Thoughts? Tell me your thoughts, assholes! ;)


  1. Hi Jen,

    I've been practicing NVC for almost 20 years and I can tell you it's taken quite a commitment to integrate it into my life. It seemed so simple, but it difficult to actually live it, but am grateful I made/make the effort.

    Your example demonstrates the subtle difference between NVC and our more culturally learned approach.

    1. step one is your observation
    2. step 2 You wrote "I feel hurt and ignored when you orered for me. I feel like my choices are unimportant." The trouble with feeling "ignored" is that it is an interpretation mixed with a feeling, that's where we often run off the rails because our English language is filled with feeling words that are judgements mixed with feelings. For instance, I might feel relief or elation when I am "ignored" if I don't want to talk to that person, or I might feel hurt if it's someone I care about, or frustration if I was wanting to be acknowledged in that moment. So "ignored" isn't by itself a feeling. I also learned that when I say things like "I feel like my choices are not important", I am really making a judgment about what I thing the other person did to me rather than expressing a feeling, which sounds like it might be in this case a lot of pain becasue I'd like my autonomy recognized and valued. Or maybe my pain might also be around my recognition I'm terrified of opening my mouth and saying "wait, I'd like to order for myself". Finally, the request has to be do-able. If I say "I'd be grateful if you would not order for me in the future", I haven't actually asked him to do anything. I'm just making a wish and hoping he'll fulfill it. I'd rather say "Would you stop ordering on my behalf from today onward?' And if he says he might not be able to remember that, then I might say "I'd like you to know that I will interrupt you when you do that, because I'd like to make my own food choices, How does that land for you?"

    Anyway, I appreciate your frustration, it took me years of persistent effort to integrate the tools, which included some awkward stages of using NVC in a way that sounded mechanical. I didn't realize what I was really working toward was a conscious awareness and clarity of my own feelings and needs, and trust they would guide me where I need to go. The more I develop that, the less I need any linguistic structure to express myself effectively... and peacefully.

    I know many people who seem to have gotten NVC quickly, but I definitely wasn't one of them.
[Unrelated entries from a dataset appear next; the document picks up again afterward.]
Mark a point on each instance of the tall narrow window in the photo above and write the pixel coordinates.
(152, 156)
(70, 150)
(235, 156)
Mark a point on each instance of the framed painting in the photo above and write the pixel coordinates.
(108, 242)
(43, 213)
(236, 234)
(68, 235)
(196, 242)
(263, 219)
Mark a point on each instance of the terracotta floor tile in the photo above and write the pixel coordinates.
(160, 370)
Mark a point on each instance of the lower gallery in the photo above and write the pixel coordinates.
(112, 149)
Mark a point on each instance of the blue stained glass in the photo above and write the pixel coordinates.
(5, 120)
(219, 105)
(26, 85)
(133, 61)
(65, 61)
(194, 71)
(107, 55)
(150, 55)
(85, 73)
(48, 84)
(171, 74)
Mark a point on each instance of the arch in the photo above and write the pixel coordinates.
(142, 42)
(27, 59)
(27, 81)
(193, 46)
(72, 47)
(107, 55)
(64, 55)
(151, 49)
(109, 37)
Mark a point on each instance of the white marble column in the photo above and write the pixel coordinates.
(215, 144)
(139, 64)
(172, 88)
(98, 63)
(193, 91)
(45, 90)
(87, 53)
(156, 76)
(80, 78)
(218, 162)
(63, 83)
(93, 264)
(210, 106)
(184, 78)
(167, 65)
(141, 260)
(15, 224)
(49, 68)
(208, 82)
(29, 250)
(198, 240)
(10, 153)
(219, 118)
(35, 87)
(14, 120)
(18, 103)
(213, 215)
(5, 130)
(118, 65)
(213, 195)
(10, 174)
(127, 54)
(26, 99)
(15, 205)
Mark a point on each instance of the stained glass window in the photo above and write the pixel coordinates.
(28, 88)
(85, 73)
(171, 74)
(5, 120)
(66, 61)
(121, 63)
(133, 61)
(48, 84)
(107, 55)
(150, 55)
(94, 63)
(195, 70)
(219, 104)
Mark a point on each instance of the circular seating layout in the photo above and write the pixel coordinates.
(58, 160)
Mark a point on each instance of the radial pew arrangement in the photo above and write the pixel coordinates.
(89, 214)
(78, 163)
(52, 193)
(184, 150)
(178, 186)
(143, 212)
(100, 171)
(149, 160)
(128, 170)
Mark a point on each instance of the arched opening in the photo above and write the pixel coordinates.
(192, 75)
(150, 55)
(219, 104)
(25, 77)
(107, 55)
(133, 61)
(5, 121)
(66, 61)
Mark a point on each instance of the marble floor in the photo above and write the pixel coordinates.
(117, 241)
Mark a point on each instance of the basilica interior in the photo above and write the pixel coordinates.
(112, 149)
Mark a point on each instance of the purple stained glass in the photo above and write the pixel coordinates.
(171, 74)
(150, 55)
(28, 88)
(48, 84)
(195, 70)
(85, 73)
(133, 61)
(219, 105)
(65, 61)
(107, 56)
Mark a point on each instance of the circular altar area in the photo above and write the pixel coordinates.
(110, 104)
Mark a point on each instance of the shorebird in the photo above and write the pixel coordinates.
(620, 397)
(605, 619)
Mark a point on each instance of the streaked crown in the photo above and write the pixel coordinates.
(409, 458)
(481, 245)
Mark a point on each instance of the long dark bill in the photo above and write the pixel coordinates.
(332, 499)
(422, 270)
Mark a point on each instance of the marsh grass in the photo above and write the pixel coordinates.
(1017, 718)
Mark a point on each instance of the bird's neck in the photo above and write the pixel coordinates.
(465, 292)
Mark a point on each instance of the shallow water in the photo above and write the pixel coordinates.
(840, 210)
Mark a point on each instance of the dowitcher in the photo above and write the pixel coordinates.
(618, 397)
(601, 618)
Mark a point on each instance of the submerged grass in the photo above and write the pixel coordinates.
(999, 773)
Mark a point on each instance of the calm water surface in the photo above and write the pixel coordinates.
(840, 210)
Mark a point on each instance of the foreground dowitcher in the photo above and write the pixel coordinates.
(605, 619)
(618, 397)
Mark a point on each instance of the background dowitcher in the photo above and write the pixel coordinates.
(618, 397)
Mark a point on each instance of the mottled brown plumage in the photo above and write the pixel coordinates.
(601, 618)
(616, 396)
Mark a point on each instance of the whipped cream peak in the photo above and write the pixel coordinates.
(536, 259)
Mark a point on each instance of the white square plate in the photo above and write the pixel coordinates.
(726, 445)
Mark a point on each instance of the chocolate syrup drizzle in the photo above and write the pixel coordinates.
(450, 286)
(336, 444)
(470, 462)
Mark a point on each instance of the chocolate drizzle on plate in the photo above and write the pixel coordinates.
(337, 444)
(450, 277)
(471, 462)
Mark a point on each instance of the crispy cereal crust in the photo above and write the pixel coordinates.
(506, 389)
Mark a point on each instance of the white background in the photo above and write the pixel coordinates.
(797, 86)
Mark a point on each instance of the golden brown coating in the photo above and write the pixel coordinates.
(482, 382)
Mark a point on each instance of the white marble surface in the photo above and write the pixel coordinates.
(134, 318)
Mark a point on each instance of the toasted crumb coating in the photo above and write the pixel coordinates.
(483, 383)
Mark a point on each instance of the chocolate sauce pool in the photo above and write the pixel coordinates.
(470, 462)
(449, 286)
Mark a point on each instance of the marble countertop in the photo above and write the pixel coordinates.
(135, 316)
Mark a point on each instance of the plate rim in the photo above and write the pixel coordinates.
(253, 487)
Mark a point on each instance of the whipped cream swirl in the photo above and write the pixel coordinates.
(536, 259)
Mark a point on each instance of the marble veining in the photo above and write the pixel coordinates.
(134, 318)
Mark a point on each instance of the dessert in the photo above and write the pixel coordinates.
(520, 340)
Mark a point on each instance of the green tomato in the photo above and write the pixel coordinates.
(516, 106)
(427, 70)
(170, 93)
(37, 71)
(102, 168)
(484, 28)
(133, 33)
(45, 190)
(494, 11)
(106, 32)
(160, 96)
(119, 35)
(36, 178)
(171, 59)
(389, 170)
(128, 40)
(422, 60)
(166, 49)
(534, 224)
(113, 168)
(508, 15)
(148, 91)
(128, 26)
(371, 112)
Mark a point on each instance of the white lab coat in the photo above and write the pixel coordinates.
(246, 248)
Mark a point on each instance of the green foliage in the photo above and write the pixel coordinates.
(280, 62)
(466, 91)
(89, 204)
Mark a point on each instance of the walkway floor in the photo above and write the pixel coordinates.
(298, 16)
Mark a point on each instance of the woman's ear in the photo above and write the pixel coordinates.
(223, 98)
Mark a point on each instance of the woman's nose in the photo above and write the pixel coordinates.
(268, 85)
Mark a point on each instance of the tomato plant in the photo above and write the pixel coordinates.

I wish you well.

  2. Ok. Good. I'm glad you added some more clarification, Mark. I see what you're saying about the judgement inherent in the "feelings" I came up with in the example. But it leads me to more questions... what feelings are truly neutral. If I'm afraid or hurt it's because I'm projecting motivation onto whoever made me feel hurt or afraid, right?

  3. so often, my feeling is a response to the story I tell myself about what's happening, and I tend to confuse that with the observation of what somebody did or said. So if someone walks by me at a party, and I tell myself he ignored me, my emotion is related to the thought he ignored me. I can't really know what's happening for him unless I check it out. what's so wild, is I found out I was living an "imaginary" life. I was reacting to what I thought was happening, and even if I might be accurate, I couldn't really know until I connected with the other person to learn their experience. And even at that I was still initially reacting to my own thought.

    If I understand your question about the which emotions are neutral, I think I'd frame it in terms of needs. So when that person walks by me without acknowledging me, I notice my reaction to the thought he ignored me. Then I can ask myself what need is unmet, maybe it's "being seen" or belonging. And when I focus on that I often experience my feeling differently, I might feel sad or disappointed or something. So That sadness or disappointment is what I'm guessing you are getting at about the neutrality of a feeling. It's not bound to the other person, it's about me and what makes my life important to me. make any sense?